I ask simple questions like:
How did you feel before your Treatment session?
How did you feel after…..Etc.
For me Journaling is a pleasant but curious form of self expression. I find it troubling only on one level. In Reiki we are to taught to be present and allow the Reiki to work freely. In this way we become a passive participant, just a facilitator. When we Journal and are encouraged to express our multi leveled experiences, we are doing the opposite. We are showing our involvement. Of course we are involved, but I still find it contradictory and at the same time necessary. It think it illustrates our personal investment.
I have always tried to look at journaling as a healthy means of self expression and a way to learn from my own experiences without being able to equate or quantify this feeling of breaking a rule. I am a creative type who works with visual imagery so writting is not my first form of self expression. I certainly do not plan on writing a book but maybe this is how some peole prepare for that, I am not certain.
I do love to journal, it is a way for me to fully close my experience and put it away for the day, out of my head and move on to another experience that is on the list be it more Reiki, my Life or chaos. So, at present, it seems more practical, a way to show I have accomplished something really important with my day.
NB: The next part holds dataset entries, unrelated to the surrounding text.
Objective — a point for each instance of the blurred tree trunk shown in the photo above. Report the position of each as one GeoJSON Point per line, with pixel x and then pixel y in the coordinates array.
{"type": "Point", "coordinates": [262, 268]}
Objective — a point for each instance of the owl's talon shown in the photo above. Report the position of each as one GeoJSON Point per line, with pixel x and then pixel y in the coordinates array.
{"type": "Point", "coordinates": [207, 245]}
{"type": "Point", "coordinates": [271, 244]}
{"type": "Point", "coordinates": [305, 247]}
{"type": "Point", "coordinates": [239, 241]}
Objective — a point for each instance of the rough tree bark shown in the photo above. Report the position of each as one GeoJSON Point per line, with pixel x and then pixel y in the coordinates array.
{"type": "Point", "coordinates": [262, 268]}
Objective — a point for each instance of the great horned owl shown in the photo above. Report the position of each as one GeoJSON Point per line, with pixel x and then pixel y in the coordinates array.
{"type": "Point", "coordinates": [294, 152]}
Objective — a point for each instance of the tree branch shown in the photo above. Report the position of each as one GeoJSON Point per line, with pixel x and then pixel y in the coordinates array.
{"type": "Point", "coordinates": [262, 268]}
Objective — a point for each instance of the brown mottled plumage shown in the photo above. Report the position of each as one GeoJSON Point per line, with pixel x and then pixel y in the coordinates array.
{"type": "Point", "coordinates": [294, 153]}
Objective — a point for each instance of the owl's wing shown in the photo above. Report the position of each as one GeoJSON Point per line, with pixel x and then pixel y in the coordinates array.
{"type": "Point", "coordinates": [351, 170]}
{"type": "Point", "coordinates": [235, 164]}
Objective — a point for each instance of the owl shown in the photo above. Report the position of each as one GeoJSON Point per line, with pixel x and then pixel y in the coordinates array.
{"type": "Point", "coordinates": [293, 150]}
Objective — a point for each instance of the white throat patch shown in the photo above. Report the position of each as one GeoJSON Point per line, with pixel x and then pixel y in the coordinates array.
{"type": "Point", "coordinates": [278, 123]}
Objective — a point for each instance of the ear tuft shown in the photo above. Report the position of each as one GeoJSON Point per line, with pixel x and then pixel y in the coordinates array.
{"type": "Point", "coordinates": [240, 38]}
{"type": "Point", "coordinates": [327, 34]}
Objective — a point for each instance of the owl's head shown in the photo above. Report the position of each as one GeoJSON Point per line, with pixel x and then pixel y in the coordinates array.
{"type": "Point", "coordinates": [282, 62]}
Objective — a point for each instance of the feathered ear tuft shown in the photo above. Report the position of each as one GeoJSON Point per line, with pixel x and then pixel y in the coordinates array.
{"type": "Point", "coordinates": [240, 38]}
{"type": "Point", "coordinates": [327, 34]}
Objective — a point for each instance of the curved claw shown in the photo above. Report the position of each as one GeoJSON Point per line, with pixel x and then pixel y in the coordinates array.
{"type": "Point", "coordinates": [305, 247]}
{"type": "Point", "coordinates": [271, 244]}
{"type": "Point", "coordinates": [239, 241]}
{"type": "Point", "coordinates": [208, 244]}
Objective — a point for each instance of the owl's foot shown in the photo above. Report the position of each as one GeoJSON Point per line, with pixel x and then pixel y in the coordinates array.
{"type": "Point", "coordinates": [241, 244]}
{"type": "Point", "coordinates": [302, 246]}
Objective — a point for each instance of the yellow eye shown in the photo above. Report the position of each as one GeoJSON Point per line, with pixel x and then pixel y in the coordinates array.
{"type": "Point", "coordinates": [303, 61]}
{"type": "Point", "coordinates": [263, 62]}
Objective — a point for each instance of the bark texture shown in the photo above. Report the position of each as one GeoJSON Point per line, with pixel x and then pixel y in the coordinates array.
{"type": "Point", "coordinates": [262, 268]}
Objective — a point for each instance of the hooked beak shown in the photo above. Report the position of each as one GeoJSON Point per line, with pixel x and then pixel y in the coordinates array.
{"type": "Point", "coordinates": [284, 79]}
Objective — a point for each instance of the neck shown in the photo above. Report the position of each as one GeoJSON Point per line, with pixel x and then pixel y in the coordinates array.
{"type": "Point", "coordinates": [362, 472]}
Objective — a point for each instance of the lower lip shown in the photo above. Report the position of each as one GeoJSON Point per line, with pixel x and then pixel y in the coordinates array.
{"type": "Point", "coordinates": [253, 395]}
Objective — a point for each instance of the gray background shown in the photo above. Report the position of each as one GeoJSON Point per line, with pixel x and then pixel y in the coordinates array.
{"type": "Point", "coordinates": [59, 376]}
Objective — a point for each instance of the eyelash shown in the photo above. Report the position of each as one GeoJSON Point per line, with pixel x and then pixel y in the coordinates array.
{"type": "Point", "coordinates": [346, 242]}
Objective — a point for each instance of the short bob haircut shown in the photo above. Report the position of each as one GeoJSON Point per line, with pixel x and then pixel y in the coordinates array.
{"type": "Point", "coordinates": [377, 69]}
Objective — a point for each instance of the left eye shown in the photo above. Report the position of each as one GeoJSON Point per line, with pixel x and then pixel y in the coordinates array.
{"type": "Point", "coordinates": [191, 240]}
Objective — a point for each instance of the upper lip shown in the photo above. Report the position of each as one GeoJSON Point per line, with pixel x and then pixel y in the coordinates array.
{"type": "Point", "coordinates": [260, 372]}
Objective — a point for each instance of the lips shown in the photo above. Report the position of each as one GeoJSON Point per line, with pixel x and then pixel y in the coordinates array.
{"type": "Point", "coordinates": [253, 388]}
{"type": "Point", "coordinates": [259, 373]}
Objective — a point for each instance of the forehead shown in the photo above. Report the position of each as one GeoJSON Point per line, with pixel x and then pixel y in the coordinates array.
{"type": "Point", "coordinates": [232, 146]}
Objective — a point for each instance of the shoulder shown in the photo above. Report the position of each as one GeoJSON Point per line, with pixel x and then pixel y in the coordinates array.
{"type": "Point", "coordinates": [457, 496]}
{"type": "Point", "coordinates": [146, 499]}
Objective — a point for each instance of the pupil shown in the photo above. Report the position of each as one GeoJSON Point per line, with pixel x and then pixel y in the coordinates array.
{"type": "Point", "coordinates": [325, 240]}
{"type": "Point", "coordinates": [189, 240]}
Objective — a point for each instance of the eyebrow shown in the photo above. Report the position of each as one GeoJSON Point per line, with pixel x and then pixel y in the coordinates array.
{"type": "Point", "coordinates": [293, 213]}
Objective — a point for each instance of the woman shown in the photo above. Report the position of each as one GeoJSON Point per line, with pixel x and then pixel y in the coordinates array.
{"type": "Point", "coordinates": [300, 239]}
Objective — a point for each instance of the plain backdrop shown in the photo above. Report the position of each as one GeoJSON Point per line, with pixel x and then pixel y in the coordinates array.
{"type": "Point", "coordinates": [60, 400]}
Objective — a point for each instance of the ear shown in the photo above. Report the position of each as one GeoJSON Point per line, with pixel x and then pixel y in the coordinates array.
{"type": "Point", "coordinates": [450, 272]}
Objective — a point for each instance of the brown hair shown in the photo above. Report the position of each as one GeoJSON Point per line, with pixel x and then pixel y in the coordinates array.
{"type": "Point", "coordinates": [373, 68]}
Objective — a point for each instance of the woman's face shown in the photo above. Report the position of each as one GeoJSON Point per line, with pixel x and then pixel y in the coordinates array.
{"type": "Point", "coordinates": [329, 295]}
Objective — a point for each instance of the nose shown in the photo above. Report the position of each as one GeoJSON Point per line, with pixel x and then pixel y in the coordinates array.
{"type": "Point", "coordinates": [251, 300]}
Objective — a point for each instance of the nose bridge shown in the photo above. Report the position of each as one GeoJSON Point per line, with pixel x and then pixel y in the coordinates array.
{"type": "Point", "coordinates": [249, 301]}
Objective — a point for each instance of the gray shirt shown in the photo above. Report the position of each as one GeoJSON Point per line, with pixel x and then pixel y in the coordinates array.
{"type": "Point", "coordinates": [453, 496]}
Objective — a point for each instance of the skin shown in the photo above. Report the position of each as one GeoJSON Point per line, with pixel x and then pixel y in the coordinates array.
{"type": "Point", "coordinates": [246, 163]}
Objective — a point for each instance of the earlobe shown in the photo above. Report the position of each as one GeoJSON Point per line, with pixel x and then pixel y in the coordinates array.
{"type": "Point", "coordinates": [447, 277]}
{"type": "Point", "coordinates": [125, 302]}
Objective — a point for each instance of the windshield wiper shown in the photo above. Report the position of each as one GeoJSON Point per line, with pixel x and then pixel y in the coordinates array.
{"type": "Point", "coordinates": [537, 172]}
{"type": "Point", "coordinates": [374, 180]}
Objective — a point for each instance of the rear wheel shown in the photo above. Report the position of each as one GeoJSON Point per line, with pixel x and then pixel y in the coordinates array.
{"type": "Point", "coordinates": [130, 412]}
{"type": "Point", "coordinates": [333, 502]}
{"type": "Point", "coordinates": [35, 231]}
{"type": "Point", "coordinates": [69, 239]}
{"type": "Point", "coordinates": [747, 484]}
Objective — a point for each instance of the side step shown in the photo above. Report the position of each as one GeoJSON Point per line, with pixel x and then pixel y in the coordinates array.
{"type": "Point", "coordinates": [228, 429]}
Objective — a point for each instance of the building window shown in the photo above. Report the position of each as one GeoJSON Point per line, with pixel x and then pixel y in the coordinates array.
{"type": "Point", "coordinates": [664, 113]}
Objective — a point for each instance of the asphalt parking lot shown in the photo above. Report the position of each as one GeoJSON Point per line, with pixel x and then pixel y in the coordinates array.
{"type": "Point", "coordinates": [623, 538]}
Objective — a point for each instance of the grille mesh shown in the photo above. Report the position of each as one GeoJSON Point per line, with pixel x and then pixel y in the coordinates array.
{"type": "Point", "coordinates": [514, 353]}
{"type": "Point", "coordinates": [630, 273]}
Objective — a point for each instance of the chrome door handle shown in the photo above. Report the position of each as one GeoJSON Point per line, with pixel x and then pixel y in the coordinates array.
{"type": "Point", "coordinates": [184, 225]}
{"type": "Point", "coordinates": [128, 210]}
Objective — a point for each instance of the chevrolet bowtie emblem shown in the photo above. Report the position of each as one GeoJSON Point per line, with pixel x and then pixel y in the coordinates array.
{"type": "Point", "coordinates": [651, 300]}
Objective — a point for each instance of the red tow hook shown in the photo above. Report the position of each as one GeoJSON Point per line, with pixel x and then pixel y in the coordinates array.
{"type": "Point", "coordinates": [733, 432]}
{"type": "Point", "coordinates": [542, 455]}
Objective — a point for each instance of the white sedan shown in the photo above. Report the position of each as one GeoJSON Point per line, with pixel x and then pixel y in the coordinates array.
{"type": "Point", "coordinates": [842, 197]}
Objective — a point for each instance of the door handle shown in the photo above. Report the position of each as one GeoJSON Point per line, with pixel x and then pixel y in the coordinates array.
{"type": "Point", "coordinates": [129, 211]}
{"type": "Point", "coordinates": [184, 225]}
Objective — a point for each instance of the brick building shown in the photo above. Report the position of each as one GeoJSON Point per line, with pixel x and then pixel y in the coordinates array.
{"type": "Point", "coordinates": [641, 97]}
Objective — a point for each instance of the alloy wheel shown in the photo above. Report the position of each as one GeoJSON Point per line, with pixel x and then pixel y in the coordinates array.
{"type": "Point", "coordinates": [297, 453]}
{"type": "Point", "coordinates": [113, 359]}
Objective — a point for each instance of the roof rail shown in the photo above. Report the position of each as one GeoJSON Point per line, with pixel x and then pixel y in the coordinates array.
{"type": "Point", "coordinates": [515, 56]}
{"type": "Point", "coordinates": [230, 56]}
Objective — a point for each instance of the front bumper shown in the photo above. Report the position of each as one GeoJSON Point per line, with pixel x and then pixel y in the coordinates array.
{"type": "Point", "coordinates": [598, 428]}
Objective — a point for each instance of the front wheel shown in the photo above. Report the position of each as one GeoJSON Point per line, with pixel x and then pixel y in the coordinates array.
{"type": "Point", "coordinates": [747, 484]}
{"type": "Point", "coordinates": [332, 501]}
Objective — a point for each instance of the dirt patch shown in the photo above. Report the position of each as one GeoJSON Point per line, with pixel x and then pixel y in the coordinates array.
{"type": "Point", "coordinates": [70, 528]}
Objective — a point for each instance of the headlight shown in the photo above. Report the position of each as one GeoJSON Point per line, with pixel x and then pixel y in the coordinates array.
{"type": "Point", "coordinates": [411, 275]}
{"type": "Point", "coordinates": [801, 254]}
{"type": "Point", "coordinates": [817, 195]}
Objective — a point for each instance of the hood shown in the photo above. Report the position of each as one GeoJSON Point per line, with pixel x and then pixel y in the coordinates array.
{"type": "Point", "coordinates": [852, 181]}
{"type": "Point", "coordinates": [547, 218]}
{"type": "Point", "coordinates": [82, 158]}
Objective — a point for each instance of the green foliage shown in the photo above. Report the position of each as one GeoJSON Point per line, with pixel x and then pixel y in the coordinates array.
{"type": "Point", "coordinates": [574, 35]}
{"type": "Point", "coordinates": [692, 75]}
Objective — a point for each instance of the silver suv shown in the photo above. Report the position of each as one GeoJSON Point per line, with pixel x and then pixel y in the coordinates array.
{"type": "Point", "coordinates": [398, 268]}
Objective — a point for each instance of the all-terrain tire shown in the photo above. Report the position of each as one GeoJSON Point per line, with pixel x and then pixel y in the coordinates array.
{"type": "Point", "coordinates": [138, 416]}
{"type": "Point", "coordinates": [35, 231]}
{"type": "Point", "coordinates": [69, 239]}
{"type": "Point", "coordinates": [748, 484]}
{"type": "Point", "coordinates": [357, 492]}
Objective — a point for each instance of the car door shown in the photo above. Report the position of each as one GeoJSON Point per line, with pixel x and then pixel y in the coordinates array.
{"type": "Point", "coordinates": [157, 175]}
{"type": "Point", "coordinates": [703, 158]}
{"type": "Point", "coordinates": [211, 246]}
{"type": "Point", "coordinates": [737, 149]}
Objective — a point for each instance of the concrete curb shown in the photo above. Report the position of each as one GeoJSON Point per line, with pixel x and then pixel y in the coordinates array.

Since I have a very busy schedule, it helps me to set a time limit on my journaling. I type my journal, so I can get a lot said in five minutes, which is my limit. I try to journal every day. I like doing it that way because it’s like eating a very good piece of chocolate, and enjoying the fact I didn’t over eat!
For my journal I’m using the same format that I recommend to people after a Reiki attunement: I have a print out for every day over the 3 week period and I note the following at the end of a daily meditation:
Thoughts
Emotions
Colours
Visualisations/Realisations
Physical reactions/sensations
Other notes
Then at the end of the 3 weeks I’ll do a consolidated reflection on all my experiences and endeavour to summarise my learning.
What a great idea, Sharon. Thank you for this gift!
Journaling is a healing tool that can be used for many purposes, as you choose.
The first focus I suggested above helps train the awareness to stay present. The second focus is a way to explore what healing means to us and to train our awareness to notice evidence that healing is happening in our lives. The mind left to its own devices tends to focus on what’s wrong or uncomfortable–the usual litany of complaints.
These are simply suggestions to help strengthen awareness and build clarity of attention, and I encourage you to journal in the way that appeals to you.
Journaling is a means to what eventual end? DO we use it to illustrate self growth? Do we create it to document repeating events and find patterns? Do we do it to train ourselves in skills necessary for future work in medical practice? I ask again, what is the eventual end to be expected from participating in Reiki Journaling?
Today, my 4 year-old daughter started looking at your Reiki book. The book was lying around, waiting to be packed. I have never said anything about you to my daughter…
She looked at your picture and she said to me, “She smells good, she is your friend, she is laughing!”